15. A DC/DC power converter comprising:

at least one transformer or inductor component comprising:

a second, L-shaped magnetic core piece assembled with the first piece and in abutting contact with the plurality of posts; and

a plurality of windings respectively corresponding to each phase of a DC multi-phase power system in the converter.

16. The power converter of claim 15, wherein an end of the second, L-shaped magnetic core piece is physically gapped from the planar section of the first magnetic core piece.

17. The power converter of claim 15, wherein the planar section of the first magnetic core piece includes a first side edge and a second side edge opposing the first side edge, the plurality of posts aligned with one another all of the plurality of posts being spaced from each of the first side edge and the second side edge by an unequal amount.

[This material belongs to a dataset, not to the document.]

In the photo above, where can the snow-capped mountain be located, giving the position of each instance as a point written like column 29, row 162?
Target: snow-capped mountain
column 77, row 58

18. The power converter of claim 15, wherein the planar section of the first magnetic core piece includes a first side edge and a second side edge opposing the first side edge, the plurality of posts extending alongside the first side edge and being spaced from the second side edge.

19. The power converter of claim 15, wherein the planar section of the first magnetic core piece includes a first major side and a second major side opposing the first major side, wherein the plurality of posts each include a first major side and a second major side opposing the first major side, and wherein the first and second major sides of the respective plurality of posts extend perpendicularly to the first and second major sides of the planar section.

20. The power converter of claim 15, wherein the planar section of the first magnetic core piece has a first thickness, and wherein the plurality of posts have a second thickness greater than the first thickness.